De leurs côtés, les militaires nigériens ont accusé lundi la France de « vouloir intervenir militairement », au lendemain d'un sommet des voisins ouest-africains du Niger menaçant d'utiliser la « force » s'il n'était pas rétabli dans ses fonctions d'ici dimanche.

Sur Twitter lundi 31 juillet, plusieurs sources étrangères indiquent que les forces putschistes ont interdit l'exportation d'uranium et d'or vers la France.

L'UE cherche à diversifier ses ressources

La diversification des matières nucléaires est l'une des recommandations récurrentes et de longue date de l'Agence d'approvisionnement d'Euratom.

« Les événements politiques et économiques de 2021 et du début de 2022 », avec notamment la guerre en Ukraine menée par la Russie », acteur majeur de l'uranium, ont de fait « souligné la pertinence et l'urgence des recommandations de l'ESA », soulignait l'agence européenne dans son rapport 2021 d'août 2022.

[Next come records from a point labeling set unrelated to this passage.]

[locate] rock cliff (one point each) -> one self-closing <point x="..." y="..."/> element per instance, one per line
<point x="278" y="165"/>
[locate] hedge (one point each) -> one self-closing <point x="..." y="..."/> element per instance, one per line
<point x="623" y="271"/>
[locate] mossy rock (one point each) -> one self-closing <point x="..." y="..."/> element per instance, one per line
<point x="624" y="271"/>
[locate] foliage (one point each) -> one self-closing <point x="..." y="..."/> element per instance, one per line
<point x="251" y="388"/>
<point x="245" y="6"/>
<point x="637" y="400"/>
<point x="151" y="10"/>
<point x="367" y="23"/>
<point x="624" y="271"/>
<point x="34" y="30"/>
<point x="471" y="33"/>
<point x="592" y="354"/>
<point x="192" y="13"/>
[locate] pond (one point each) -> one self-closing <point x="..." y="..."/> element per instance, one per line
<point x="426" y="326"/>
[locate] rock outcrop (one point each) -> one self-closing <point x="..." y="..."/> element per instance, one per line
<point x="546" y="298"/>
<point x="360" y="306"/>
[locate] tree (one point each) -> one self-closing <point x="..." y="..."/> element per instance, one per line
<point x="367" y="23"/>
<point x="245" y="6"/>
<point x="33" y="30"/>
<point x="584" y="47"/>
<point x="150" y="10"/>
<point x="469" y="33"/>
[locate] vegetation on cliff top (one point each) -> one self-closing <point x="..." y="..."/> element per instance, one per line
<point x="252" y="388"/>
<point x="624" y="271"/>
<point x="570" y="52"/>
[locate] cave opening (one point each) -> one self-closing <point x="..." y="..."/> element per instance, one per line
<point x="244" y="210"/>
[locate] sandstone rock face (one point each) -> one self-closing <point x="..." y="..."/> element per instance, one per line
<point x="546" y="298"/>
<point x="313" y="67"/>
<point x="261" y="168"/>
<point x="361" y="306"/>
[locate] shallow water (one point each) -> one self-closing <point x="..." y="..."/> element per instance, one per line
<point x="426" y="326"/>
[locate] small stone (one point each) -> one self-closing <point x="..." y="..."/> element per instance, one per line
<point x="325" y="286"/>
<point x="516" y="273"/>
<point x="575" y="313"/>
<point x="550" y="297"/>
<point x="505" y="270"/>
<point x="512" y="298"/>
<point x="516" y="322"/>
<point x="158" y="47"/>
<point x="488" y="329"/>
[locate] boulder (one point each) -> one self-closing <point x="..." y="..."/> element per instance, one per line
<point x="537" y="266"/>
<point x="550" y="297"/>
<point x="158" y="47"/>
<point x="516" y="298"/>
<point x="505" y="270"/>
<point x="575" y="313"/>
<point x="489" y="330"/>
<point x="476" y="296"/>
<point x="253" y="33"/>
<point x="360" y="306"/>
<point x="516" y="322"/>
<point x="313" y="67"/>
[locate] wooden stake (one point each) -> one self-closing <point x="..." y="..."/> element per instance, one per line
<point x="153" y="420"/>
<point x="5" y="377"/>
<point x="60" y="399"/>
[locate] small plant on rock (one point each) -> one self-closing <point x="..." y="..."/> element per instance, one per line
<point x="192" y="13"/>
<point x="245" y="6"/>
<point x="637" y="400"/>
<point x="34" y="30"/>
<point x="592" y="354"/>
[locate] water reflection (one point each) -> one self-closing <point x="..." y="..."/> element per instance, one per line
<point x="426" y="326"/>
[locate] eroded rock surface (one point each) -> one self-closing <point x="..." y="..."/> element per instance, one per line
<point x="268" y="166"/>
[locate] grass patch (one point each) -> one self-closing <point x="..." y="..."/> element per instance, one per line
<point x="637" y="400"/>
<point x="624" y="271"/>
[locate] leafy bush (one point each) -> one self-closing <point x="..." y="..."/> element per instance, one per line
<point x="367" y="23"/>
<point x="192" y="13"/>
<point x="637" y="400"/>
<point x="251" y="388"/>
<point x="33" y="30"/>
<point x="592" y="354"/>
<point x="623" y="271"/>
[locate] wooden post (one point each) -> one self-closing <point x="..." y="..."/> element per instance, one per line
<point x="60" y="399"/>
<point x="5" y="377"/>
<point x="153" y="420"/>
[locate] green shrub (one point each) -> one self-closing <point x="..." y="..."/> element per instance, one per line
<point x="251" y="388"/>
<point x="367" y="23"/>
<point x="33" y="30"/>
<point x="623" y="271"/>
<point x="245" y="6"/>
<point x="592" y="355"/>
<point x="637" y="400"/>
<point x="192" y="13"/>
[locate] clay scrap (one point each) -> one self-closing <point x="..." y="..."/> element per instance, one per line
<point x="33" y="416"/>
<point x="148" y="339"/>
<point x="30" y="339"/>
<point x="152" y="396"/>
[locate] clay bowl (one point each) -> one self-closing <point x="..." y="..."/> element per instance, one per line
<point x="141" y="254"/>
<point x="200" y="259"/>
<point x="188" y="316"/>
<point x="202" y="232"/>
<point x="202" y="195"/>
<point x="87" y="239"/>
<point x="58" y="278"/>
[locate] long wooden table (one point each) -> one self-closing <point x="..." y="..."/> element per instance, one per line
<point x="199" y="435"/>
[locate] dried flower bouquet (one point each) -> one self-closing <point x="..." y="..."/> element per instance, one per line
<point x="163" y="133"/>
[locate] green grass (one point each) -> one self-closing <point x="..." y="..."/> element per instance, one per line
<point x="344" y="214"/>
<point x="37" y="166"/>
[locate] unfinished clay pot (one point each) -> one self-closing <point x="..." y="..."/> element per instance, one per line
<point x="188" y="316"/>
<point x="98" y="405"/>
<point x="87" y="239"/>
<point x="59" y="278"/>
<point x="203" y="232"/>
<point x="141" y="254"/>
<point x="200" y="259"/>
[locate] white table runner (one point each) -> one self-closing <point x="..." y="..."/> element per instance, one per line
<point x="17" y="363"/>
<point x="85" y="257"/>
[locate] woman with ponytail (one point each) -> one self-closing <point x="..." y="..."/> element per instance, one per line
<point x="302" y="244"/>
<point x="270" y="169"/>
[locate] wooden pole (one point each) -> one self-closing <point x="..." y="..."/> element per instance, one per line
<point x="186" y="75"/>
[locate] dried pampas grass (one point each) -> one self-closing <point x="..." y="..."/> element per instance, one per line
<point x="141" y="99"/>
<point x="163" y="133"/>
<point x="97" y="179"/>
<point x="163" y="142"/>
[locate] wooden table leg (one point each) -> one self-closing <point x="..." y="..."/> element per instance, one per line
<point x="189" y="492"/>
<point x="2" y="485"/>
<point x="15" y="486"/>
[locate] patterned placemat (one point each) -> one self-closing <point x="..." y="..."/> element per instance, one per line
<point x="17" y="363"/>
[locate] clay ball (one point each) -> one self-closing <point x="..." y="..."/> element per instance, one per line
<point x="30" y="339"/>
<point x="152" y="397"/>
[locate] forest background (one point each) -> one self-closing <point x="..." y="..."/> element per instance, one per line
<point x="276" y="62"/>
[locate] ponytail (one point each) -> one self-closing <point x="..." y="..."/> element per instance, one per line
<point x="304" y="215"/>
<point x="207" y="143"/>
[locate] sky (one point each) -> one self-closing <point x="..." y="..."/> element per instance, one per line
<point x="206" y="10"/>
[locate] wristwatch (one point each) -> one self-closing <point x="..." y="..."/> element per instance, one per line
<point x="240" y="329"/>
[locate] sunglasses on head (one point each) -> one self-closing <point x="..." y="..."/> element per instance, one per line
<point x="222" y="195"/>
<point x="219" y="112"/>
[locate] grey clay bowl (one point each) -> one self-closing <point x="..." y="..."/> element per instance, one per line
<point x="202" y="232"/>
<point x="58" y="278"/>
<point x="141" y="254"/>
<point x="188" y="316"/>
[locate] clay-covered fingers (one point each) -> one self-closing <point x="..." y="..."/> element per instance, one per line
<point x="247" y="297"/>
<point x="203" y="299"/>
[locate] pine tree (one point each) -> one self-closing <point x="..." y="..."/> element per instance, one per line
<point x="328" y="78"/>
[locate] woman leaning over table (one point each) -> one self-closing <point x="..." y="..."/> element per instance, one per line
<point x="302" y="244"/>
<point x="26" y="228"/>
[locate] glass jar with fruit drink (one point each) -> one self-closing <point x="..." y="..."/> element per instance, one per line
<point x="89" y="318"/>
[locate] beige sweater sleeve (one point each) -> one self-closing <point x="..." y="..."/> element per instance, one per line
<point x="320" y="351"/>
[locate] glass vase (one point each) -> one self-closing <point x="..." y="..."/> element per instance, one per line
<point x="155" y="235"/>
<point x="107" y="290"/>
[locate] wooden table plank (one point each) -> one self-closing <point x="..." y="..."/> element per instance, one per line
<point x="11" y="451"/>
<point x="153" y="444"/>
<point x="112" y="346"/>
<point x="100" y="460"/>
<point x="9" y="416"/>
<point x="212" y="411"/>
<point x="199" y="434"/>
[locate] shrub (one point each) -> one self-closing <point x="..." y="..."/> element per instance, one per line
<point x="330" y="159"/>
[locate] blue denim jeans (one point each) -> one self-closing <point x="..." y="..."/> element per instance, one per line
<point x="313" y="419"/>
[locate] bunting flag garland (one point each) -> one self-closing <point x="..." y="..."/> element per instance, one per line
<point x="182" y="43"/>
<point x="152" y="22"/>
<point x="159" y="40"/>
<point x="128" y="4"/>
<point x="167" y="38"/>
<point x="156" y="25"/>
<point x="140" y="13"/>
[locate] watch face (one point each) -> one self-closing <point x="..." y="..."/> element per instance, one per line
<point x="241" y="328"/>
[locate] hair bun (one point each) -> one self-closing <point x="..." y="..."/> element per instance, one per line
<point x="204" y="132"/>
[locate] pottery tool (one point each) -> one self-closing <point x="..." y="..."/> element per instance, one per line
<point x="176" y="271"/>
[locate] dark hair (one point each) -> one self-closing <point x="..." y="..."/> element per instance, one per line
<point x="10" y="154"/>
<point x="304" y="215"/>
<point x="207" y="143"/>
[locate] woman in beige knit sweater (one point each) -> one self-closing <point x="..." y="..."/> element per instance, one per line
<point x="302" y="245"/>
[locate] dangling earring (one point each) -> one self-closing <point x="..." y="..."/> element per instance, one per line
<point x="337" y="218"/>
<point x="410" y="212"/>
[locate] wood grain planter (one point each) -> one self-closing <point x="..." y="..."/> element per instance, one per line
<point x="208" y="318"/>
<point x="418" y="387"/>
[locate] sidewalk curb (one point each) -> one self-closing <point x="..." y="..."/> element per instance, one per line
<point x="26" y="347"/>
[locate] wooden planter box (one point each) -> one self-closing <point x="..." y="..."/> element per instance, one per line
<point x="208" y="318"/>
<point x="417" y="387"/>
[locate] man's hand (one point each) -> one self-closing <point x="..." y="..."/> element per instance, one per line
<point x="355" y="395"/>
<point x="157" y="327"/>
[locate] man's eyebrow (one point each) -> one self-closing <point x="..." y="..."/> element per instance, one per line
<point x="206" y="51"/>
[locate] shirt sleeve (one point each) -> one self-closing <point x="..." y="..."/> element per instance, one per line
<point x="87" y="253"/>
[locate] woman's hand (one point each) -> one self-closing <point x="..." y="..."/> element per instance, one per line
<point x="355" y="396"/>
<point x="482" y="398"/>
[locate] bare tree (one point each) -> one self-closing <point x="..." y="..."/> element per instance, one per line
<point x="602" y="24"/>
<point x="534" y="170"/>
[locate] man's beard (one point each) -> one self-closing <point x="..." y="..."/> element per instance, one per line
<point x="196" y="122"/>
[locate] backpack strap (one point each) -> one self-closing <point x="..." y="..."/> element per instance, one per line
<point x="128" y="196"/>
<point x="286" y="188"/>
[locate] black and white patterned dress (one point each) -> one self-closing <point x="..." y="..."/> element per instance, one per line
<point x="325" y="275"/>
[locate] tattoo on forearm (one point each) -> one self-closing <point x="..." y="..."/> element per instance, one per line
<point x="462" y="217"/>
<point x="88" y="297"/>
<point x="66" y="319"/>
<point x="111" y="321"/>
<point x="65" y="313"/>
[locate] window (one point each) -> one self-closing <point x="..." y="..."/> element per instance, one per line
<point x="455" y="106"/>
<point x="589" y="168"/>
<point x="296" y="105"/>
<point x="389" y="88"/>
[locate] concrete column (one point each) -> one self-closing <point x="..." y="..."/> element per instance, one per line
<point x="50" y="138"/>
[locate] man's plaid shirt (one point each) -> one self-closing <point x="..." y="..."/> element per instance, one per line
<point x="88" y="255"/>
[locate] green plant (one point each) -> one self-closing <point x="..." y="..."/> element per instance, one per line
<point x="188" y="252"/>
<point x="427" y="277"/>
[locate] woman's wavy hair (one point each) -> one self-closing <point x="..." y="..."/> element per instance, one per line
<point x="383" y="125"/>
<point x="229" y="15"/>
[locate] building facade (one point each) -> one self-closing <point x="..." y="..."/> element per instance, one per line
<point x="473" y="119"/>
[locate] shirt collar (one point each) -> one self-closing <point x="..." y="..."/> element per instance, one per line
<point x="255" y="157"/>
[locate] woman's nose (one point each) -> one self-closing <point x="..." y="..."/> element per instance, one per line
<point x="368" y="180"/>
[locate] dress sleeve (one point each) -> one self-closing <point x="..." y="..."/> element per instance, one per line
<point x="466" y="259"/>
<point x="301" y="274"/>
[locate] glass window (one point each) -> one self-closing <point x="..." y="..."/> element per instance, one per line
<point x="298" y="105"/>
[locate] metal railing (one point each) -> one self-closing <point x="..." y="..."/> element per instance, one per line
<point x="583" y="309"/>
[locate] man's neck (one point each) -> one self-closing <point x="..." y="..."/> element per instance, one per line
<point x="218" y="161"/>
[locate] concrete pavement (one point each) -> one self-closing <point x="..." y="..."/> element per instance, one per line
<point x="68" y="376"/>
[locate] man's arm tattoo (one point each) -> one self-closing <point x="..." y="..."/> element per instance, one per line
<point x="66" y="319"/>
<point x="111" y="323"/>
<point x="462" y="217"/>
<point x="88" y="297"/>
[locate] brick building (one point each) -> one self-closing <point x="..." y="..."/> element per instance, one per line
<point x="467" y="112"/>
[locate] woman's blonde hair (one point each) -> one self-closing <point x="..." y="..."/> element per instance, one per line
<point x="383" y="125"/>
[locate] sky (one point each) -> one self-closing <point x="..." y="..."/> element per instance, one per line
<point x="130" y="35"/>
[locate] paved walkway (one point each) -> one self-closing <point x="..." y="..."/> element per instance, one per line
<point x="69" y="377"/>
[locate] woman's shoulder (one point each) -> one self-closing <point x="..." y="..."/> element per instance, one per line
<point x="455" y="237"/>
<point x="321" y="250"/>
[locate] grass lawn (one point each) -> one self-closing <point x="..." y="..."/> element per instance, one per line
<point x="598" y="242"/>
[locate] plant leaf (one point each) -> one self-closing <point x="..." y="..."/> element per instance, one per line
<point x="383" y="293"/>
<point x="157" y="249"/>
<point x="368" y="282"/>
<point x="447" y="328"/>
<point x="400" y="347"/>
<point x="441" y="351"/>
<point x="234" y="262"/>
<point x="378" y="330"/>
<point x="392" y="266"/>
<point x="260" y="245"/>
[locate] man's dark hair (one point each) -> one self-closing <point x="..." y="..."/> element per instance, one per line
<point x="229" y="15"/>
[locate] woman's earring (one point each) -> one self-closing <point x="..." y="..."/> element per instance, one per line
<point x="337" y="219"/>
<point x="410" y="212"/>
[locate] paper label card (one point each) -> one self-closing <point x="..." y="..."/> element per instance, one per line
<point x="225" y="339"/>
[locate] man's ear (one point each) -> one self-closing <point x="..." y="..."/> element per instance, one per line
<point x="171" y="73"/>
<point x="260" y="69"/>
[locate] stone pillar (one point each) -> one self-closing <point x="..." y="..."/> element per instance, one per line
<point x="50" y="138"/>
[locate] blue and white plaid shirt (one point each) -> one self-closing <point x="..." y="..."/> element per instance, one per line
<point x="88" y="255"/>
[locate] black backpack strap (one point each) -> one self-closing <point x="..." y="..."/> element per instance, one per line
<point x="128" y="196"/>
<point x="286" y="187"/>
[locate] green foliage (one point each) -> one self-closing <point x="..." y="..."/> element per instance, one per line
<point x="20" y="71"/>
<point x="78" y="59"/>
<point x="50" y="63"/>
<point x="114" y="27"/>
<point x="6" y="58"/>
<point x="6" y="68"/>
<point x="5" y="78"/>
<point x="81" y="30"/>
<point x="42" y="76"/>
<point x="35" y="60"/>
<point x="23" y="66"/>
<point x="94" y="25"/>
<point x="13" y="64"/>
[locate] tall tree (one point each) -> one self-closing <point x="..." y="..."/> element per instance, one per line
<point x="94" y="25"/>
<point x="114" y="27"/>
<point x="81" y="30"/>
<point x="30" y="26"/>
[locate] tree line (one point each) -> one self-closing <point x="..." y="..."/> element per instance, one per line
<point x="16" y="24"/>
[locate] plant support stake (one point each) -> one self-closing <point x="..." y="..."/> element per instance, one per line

« Dans l'ensemble » dans l'UE, les livraisons d'uranium naturel « sont bien diversifiés, mais un certain nombre de services publics achètent leur l'uranium auprès d'un seul fournisseur », selon ce rapport.

Pour être utilisable dans un réacteur, l'uranium naturel doit en effet être purifié, converti et enrichi. « On a trois ans de combustible enrichi sur notre territoire (en France) donc il n'y a aucun risque d'approvisionnement », souligne Nicolas Goldberg, expert en énergie du cabinet Colombus Consulting.